As with Shikaki, Israel's security establishment, which closely monitored the Palestinian elections, also assessed with high probability that Fatah would win by a narrow margin. Military Intelligence even assigned a low likelihood to a scenario in which Hamas would score a decisive victory and form the new Palestinian government, effectively turning the Palestinian Authority into "Hamasstan." Forecasts, however, are one thing, and reality another.

When the votes were counted, with turnout reaching 77%, it became clear that Hamas had won 74 seats, compared with just 45 for Fatah. While the proportional vote was relatively close, with Hamas winning 44% to Fatah's 41%, giving Hamas 29 seats to Fatah's 28, the regional races delivered Hamas a crushing victory, 45 seats to Fatah's 17.

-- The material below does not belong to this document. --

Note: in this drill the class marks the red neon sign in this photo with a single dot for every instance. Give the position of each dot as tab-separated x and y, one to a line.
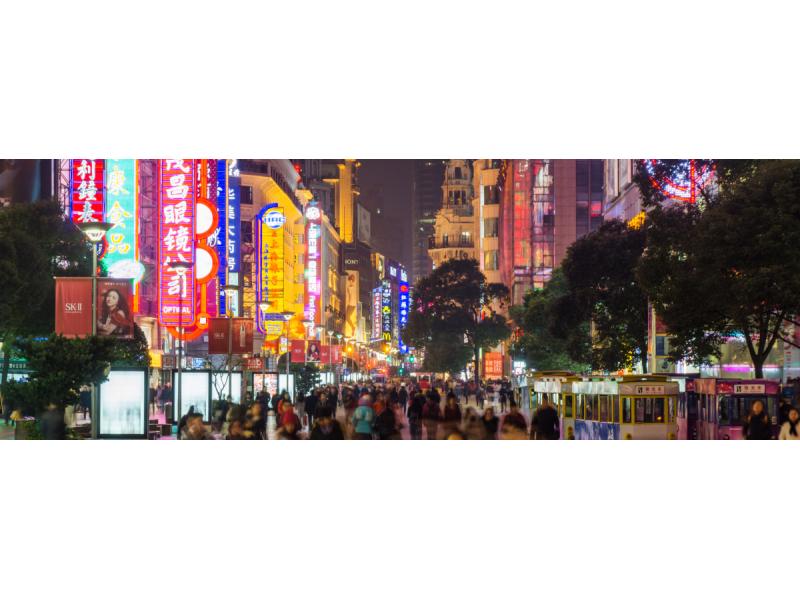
177	213
87	199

Although a poll conducted immediately after Hamas' victory showed that a majority of Israelis, 48% versus 43%, supported talking to the movement if it led the Palestinian Authority, Israel's government decided not to hold any negotiations as long as Hamas was part of it. Then Acting Prime Minister Ehud Olmert declared that a Palestinian Authority including Hamas was not a partner.

The response that most clearly proved the consequences of Hamas' victory came from Benjamin Netanyahu, who at the time was Likud chairman and had opposed the unilateral withdrawal from the Gaza Strip and the Philadelphi Corridor without an agreement with the Palestinians.

Benjamin Netanyahu Marc Israel Sellem

Following Hamas' win, Netanyahu said this was the day the state of Hamasstan had been established, an extremist Islamic state committed to Israel's destruction. He warned against those who claimed Hamas would change and become more moderate. "That is what they said about the ayatollahs when they seized power in Iran and about the Taliban when they took over Afghanistan," Netanyahu said. "It did not happen there, and it will not happen here."

In conclusion, it is regrettable that when Netanyahu later served as prime minister he chose not to implement his outlook from January 2006. Under his leadership, Hamas was allowed to build a terrorist army along the Jewish state's southern border. While Israel's security establishment assessed that Hamas was interested in maintaining calm, Netanyahu should have recalled the warnings he issued after Hamas' election victory. Doing so might have helped thwart, and perhaps even prevent, the October 7 massacre. One can only hope that the lesson for the future will be fully learned.